Kile's father, David, had died at 44 of a stroke, which is caused by an arterial blockage or a hemorrhage. Even with that red flag, doctors would have had little reason to perform an angiogram, the most reliable test for coronary disease, on such a young patient as Kile unless he had complained of chest pains or failed a stress test. According to the Cardinals' medical staff, Kile had passed a physical in spring training and hadn't complained to them about anything other man muscular aches and pains since.
The Cardinals were still in shock when they headed home on Sunday night. Competition might be their only escape for the rest of the season. "During the game you can concentrate on playing," says Cubs manager Don Baylor, a teammate of Angels outfielder Lyman Bostock, who was shot to death after a game in Chicago late in the 1978 season. "Players will have problems during the downtime. That's when you have a chance to think about things and reflect on your teammate. It's probably one of the most difficult things they'll have to deal with as players."

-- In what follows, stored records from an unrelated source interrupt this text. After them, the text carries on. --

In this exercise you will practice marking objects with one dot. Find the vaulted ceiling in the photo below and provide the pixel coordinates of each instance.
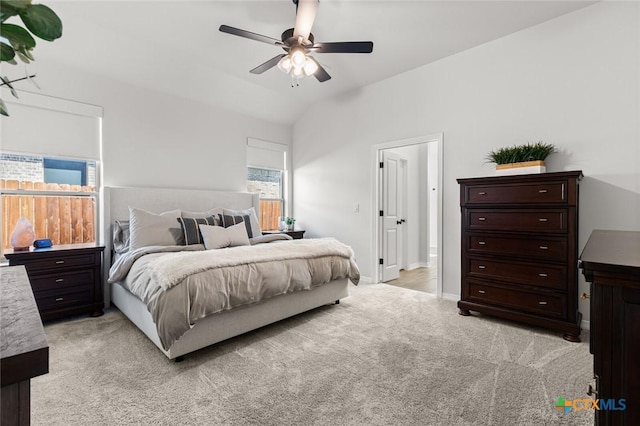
(175, 46)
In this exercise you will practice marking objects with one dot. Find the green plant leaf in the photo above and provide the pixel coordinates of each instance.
(17, 35)
(3, 108)
(18, 4)
(7, 10)
(6, 52)
(42, 22)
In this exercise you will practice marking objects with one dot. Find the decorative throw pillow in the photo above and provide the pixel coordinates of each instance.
(217, 237)
(251, 212)
(190, 228)
(151, 229)
(121, 236)
(211, 212)
(228, 220)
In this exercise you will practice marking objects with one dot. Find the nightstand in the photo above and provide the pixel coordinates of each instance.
(298, 234)
(66, 279)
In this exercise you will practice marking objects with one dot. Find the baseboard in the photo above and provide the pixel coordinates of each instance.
(451, 296)
(418, 265)
(585, 324)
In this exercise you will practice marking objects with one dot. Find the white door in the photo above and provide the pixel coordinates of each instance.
(391, 219)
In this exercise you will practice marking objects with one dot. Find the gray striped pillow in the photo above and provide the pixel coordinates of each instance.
(227, 221)
(191, 229)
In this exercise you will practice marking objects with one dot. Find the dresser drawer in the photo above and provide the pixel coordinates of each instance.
(550, 305)
(517, 220)
(529, 248)
(536, 274)
(44, 282)
(517, 193)
(61, 261)
(63, 298)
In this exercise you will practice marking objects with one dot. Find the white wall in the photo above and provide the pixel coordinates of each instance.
(160, 140)
(572, 81)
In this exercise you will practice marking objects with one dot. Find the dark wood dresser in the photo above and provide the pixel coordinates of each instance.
(24, 352)
(519, 249)
(611, 263)
(66, 279)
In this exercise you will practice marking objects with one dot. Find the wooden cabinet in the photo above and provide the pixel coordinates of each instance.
(519, 249)
(24, 352)
(65, 279)
(610, 261)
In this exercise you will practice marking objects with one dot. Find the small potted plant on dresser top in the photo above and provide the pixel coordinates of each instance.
(521, 159)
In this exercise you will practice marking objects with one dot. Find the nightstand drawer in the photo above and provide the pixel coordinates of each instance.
(551, 305)
(59, 261)
(518, 193)
(518, 220)
(64, 298)
(63, 279)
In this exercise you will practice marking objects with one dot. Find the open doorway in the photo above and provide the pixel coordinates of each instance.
(408, 199)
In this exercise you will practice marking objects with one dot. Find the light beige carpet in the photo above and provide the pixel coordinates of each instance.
(384, 356)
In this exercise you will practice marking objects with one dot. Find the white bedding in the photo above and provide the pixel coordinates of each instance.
(182, 285)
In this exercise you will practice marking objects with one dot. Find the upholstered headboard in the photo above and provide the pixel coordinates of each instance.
(115, 203)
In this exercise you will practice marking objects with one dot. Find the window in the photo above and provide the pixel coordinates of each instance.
(266, 175)
(269, 184)
(57, 195)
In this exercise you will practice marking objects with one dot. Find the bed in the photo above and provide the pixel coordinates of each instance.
(225, 323)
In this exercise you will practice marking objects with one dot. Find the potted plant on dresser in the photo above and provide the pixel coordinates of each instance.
(521, 159)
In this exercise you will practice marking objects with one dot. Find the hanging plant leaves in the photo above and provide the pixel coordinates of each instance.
(17, 35)
(6, 52)
(42, 22)
(3, 108)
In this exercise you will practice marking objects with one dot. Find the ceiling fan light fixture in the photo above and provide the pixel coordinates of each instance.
(298, 57)
(285, 64)
(310, 67)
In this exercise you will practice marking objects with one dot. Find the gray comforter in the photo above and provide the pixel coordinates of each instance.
(182, 284)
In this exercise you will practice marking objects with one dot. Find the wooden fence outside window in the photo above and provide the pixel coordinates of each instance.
(64, 218)
(270, 211)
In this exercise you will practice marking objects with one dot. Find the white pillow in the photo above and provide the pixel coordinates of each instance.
(216, 237)
(212, 212)
(253, 219)
(151, 229)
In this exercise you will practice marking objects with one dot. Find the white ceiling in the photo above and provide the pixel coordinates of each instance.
(175, 46)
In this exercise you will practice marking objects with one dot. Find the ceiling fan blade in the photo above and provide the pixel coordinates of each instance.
(343, 47)
(267, 65)
(248, 34)
(305, 15)
(321, 74)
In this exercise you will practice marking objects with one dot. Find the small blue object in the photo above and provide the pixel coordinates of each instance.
(44, 243)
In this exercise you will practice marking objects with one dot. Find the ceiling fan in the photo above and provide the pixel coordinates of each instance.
(298, 43)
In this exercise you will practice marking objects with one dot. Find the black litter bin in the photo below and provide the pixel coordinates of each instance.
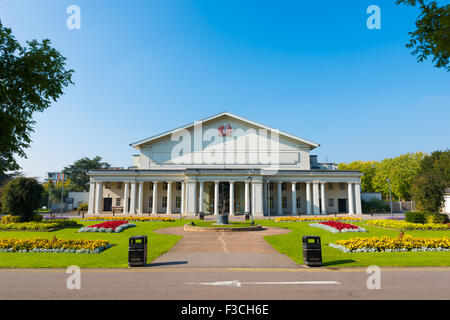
(137, 251)
(312, 251)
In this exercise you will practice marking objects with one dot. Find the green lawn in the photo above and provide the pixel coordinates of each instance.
(114, 257)
(232, 224)
(291, 245)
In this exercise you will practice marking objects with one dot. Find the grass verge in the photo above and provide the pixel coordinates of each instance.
(290, 244)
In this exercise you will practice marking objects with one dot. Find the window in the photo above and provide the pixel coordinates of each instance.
(284, 202)
(331, 203)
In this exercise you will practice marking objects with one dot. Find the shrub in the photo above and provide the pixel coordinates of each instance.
(21, 196)
(10, 219)
(415, 217)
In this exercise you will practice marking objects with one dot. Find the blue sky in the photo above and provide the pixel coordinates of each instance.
(309, 68)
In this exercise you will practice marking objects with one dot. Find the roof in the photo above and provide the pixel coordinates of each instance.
(222, 114)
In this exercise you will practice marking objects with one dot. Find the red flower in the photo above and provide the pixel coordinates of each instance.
(339, 225)
(109, 224)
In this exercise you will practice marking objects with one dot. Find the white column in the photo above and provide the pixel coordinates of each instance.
(141, 197)
(294, 198)
(308, 198)
(155, 197)
(280, 207)
(98, 197)
(191, 197)
(216, 198)
(316, 207)
(322, 195)
(351, 207)
(247, 197)
(125, 198)
(231, 198)
(200, 198)
(358, 198)
(133, 198)
(183, 192)
(257, 198)
(169, 197)
(91, 203)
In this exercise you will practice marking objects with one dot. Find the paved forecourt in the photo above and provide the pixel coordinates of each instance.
(223, 249)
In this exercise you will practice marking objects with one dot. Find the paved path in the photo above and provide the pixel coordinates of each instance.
(223, 249)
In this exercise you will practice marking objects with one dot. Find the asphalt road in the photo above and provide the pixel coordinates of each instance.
(226, 283)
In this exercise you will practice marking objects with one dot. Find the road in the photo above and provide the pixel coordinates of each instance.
(226, 283)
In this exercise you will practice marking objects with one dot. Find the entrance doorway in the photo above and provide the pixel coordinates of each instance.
(107, 204)
(342, 205)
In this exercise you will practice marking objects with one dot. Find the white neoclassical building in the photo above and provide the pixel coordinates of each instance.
(225, 164)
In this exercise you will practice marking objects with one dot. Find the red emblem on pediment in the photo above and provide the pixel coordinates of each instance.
(225, 130)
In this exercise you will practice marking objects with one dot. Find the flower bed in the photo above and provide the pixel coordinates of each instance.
(318, 218)
(336, 226)
(403, 225)
(386, 244)
(136, 219)
(53, 245)
(37, 226)
(109, 226)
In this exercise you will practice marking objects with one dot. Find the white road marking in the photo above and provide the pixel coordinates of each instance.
(237, 283)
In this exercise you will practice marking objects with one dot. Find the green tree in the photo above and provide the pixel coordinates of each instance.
(52, 191)
(78, 171)
(367, 168)
(432, 36)
(401, 171)
(31, 77)
(21, 197)
(431, 181)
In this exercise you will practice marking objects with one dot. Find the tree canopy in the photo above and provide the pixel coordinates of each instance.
(400, 170)
(432, 36)
(31, 77)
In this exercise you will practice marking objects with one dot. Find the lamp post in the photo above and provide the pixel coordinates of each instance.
(268, 196)
(390, 196)
(249, 179)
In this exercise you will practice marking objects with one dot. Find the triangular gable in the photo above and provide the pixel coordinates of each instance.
(137, 144)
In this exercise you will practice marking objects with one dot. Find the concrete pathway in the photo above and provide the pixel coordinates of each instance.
(223, 249)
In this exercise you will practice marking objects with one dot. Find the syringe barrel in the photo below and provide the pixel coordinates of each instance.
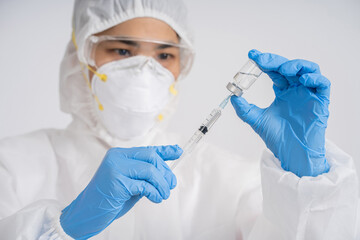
(212, 118)
(189, 146)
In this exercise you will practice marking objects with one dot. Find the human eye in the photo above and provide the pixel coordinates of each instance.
(122, 52)
(165, 56)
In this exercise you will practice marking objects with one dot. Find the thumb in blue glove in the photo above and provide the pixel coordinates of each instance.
(124, 176)
(293, 126)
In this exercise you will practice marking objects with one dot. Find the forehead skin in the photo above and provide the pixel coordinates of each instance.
(144, 27)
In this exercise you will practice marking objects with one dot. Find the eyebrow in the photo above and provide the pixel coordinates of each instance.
(136, 44)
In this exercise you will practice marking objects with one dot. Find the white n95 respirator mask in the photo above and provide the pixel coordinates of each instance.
(133, 95)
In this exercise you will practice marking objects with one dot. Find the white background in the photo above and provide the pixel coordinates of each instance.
(34, 35)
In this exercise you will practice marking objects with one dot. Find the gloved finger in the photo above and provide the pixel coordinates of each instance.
(249, 113)
(151, 155)
(140, 170)
(270, 63)
(169, 152)
(317, 81)
(143, 188)
(266, 61)
(298, 67)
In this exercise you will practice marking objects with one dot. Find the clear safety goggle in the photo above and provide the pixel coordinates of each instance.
(105, 49)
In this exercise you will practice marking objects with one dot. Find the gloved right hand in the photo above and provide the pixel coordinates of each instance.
(124, 176)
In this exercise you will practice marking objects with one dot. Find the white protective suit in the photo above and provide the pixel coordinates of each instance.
(219, 195)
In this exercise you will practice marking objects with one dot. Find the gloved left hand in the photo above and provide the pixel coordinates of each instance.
(124, 176)
(293, 126)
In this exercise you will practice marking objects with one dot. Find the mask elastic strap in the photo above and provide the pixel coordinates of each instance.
(103, 77)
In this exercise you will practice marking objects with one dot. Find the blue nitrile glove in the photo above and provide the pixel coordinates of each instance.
(124, 176)
(293, 126)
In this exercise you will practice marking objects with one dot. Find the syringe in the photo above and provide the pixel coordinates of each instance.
(203, 129)
(243, 80)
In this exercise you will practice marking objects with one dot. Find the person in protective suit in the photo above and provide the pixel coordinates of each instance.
(107, 175)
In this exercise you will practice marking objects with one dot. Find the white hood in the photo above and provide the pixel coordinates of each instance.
(93, 16)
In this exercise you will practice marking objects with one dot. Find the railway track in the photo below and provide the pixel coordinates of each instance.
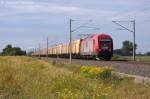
(128, 67)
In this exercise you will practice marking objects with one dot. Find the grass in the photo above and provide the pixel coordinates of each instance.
(28, 78)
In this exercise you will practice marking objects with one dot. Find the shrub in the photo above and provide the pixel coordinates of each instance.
(96, 72)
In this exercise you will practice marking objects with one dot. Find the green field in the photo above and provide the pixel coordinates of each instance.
(28, 78)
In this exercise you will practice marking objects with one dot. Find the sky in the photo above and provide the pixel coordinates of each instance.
(26, 23)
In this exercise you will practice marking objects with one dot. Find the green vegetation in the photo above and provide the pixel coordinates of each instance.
(28, 78)
(12, 51)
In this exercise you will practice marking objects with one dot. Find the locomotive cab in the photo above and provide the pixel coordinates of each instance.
(105, 43)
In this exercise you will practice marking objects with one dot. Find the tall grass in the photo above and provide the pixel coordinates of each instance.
(28, 78)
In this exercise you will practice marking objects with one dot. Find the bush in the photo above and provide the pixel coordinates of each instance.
(96, 72)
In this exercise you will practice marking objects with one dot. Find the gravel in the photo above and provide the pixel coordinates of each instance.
(133, 68)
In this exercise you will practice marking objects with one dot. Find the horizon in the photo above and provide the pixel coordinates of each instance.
(27, 23)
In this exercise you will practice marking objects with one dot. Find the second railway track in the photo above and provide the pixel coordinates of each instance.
(133, 68)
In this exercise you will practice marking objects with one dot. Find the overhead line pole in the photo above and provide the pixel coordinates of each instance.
(70, 44)
(133, 39)
(133, 31)
(39, 50)
(47, 49)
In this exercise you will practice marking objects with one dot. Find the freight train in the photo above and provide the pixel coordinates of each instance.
(98, 46)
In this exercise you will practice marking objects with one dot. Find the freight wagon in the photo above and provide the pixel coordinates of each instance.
(98, 46)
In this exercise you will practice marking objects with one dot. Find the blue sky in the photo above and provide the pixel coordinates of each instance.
(26, 23)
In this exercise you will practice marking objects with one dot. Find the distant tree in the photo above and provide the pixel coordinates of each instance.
(11, 51)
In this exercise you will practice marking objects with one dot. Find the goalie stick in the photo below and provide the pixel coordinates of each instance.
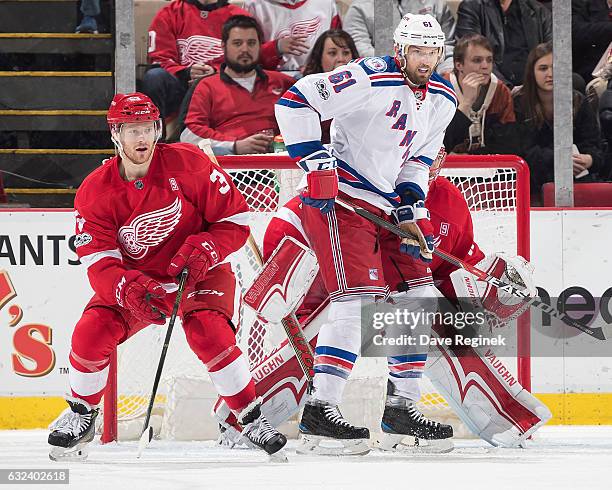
(147, 431)
(481, 275)
(290, 323)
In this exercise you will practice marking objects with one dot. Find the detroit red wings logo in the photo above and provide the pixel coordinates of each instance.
(199, 49)
(305, 28)
(149, 229)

As of Monday the Cardinals hadn't decided who would replace Kile full time in their rotation. Most likely they'll call up a pitcher from Triple A Memphis, perhaps righthander Travis Smith, who has limited big league experience, or righthander Jimmy Journell, a 1999 fourth-round draft pick who was 3-3 with a 2.70 ERA at Double A New Haven before being called up to Memphis on Monday. The Cardinals will find someone to take the mound in Kile's stead. Filling the empty place in their hearts will be more difficult.